Wednesday, 11 August 2010

Public protests will not help


via Khmer NZ

Published: 10/08/2010

It is easy to understand why Prime Minister Abhisit Vejjajiva is leaning over backwards so far to try to stress agreement with the noisy protesters making an uproar around the issue of the Preah Vihear temple. On the positive side, the premier succeeded in tamping down the threat of yet another street protest and security confrontation by the self-described Thai Patriots Network. He gained some goodwill by going to last Saturday's indoor rally, and he made a couple of points about the temple issue in a televised discussion on Sunday morning. But Mr Abhisit is on the edge of lowering himself to the level of the so-called patriots. He should now cease pandering to this arm of the People's Alliance for Democracy (PAD).



The issue of the Preah Vihear temple and the disputed border - especially the disputed border - needs careful government attention. The attempt by the PAD and some of its members to take the issue to the streets is wrong-headed and ultimately harmful. Bangkokians who answered a Suan Dusit Poll on the issue realise that. A majority of respondents disagreed with the public campaign, worried about the national image overseas, and feared that the old temple dispute would divert the government's attention from real national problems. An important minority of more than 35% want a government crackdown against the protesters.

This largely silent majority of Thais is right. The issue of the temple ownership was settled in 1962. The disputed border, in particular the issue of 4.5 square kilometres of land, will never be settled by public protest. Calm and prepared diplomatic action will place the Thai land fully in the hands of Thailand. The PAD succeeded in placing one of its strong supporters in the post of the nation's chief diplomat. They should let Foreign Minister Kasit Piromya attend to this matter.

Ironically, the simmering issue of Preah Vihear temple also proves that it is past time to end the state of emergency in Bangkok and all provinces.
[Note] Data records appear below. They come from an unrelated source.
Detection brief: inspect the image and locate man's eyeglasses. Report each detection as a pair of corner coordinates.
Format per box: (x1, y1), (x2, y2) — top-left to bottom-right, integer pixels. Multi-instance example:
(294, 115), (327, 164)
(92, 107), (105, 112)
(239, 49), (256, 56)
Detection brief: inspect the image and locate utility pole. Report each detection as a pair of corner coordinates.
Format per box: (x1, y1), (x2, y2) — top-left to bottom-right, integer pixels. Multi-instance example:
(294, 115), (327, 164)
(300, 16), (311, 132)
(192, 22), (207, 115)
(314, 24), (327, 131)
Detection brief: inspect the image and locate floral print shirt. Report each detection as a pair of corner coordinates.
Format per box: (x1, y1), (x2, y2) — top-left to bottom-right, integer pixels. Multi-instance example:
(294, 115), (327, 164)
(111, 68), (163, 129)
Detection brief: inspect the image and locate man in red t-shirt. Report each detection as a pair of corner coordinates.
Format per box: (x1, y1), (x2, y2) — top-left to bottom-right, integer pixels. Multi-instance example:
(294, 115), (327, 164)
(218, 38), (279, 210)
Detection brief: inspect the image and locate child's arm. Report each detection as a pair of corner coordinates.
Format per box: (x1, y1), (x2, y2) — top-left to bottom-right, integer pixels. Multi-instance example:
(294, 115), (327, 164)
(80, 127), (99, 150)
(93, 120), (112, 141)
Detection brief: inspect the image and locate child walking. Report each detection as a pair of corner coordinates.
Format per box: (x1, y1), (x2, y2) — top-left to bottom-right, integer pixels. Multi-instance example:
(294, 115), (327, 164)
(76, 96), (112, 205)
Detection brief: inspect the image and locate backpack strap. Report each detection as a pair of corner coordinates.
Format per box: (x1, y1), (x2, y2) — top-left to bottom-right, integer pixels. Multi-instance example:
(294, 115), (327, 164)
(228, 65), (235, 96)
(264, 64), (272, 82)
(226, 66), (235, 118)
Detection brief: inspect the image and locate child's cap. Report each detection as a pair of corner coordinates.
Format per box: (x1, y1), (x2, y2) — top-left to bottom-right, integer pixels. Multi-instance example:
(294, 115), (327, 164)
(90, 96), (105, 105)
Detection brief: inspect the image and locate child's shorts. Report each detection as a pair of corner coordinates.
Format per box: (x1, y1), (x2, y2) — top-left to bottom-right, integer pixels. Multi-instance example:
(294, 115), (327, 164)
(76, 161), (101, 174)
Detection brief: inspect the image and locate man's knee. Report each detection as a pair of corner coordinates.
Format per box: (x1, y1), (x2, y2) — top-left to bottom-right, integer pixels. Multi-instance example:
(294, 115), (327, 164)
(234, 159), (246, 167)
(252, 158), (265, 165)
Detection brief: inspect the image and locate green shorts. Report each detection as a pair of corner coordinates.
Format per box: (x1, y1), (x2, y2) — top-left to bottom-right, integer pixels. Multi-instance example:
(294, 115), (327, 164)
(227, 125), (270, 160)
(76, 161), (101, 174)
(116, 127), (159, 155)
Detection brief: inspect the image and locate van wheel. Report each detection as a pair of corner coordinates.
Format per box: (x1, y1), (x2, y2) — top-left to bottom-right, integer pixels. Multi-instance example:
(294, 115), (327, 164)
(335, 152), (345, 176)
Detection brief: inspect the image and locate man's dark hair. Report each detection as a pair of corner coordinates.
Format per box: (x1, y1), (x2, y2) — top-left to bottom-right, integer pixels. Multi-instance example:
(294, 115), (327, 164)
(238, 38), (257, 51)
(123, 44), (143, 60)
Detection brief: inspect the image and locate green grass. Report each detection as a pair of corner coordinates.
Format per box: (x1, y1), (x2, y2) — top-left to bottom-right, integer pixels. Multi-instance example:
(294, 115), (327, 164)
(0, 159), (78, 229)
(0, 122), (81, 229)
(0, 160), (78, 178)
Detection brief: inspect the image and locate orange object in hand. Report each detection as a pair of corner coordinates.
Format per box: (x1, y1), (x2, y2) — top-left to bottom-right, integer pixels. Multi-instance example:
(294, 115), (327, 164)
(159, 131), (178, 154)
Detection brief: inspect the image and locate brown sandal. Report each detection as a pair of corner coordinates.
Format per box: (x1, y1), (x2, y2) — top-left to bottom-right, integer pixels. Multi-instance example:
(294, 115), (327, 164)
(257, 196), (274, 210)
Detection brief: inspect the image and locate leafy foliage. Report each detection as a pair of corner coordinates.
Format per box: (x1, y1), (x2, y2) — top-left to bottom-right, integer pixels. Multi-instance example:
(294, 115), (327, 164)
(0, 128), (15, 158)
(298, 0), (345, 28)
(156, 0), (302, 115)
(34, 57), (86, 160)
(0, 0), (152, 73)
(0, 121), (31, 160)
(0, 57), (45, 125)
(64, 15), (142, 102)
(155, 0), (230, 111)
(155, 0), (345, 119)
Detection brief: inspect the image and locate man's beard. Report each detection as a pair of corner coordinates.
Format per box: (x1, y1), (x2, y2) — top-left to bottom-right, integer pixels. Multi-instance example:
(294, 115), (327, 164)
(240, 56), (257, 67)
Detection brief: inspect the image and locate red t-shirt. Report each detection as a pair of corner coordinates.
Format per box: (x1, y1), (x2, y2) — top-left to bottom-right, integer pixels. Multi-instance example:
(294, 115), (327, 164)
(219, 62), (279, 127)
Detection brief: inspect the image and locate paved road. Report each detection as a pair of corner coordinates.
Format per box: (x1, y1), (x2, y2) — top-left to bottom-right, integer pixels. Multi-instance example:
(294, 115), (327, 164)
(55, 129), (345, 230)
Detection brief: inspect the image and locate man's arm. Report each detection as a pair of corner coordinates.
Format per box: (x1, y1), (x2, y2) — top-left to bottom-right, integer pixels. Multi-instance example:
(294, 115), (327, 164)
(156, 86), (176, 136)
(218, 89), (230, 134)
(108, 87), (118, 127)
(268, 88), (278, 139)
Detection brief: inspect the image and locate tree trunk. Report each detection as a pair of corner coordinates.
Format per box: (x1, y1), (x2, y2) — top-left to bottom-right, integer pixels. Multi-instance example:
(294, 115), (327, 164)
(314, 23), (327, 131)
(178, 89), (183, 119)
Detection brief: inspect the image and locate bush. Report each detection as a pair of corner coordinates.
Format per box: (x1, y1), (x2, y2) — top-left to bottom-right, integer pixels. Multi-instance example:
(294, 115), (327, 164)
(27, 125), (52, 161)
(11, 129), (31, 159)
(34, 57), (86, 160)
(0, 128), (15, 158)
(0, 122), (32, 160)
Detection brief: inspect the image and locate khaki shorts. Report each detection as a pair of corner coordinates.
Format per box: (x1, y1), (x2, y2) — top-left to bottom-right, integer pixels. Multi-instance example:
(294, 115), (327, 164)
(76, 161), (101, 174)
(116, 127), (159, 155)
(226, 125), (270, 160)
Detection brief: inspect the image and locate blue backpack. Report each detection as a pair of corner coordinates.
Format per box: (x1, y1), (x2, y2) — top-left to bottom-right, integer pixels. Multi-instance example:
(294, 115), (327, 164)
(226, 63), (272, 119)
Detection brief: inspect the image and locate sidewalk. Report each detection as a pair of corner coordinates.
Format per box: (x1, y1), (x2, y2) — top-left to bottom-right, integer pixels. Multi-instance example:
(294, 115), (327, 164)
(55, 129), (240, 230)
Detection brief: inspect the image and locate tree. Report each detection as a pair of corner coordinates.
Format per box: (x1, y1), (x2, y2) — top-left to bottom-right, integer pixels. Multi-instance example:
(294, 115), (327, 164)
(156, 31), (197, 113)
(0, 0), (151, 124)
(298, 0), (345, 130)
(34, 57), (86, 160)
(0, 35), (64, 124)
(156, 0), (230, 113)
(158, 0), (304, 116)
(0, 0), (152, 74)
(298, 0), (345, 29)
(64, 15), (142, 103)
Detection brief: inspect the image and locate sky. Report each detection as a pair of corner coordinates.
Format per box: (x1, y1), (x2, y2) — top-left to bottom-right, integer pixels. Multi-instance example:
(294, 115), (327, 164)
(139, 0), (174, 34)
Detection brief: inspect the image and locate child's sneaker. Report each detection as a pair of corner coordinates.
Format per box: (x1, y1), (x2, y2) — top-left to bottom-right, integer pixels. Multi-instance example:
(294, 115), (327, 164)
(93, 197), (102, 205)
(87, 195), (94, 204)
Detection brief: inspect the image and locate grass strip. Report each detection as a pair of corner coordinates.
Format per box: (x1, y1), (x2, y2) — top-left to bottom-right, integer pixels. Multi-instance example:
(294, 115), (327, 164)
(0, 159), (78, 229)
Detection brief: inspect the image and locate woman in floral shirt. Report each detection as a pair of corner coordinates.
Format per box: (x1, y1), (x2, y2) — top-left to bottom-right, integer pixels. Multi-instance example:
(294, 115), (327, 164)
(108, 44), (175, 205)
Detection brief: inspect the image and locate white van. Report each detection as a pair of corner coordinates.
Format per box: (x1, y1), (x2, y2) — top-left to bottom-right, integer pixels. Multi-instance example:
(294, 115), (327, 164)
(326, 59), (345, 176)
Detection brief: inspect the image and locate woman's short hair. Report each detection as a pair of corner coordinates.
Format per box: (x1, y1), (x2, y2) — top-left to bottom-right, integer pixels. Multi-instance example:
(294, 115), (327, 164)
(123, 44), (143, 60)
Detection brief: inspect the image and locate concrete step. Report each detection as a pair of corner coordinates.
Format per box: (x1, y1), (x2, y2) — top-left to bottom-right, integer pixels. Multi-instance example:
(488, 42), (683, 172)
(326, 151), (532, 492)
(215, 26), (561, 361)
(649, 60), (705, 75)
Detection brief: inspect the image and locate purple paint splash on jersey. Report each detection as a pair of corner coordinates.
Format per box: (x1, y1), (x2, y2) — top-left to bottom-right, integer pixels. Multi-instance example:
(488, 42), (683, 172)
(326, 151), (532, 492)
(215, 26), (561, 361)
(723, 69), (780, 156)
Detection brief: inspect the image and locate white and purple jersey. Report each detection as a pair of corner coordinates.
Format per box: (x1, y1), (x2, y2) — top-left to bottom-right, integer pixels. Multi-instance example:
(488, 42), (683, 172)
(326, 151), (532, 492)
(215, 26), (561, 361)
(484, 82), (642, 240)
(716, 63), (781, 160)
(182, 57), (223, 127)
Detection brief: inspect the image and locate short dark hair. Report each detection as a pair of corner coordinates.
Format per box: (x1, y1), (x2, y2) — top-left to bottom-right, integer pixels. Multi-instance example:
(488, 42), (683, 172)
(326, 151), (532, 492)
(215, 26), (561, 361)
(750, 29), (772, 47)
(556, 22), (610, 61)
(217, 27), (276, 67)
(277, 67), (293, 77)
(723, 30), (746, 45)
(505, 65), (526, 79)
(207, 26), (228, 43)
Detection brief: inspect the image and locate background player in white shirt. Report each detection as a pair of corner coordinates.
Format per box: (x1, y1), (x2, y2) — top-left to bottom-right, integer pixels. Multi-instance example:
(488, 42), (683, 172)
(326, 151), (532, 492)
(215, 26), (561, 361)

The PAD and Thai Patriot leaders are wrong about the temple and the need for public protest. But they deserve the right to exercise free speech, which is guaranteed by the constitution but removed by the emergency law. The state of emergency forbidding any political gathering by more than five people, makes it impossible. The PAD has already broken the law once, by holding a demonstration in front of the offices of the UN cultural organisation. They did so without so much as a threat of prosecution or intervention by security forces.

By failing to enforce a provision which had earlier resulted in the detention of hundreds of other Thais, the government looked weak, divisive and hypocritical. The emergency law, contrary to the fatuous claim of the PAD, provides no exceptions for those who are more patriotic, or whose issues are more important than anyone else's. Instead of negotiating and seeming to ask for favours from the PAD, the premier can take the easiest way out of all to prevent illegal demonstrations and possibly bloody street battles with security forces: Make protests legal again by lifting the state of emergency.

Before he felt forced into negotiating with the PAD protesters, Mr Abhisit had announced a plan to handle the disagreement with Cambodia centring on the border dispute. He correctly stated that border demarcation is directly tied to the specific problem over management of temple grounds and land claimed by both countries. The prime minister should disengage from the PAD, proceed with his one-year road map about the temple region, and get back to serious national issues like the economy and the lack of freedoms due to the state of emergency.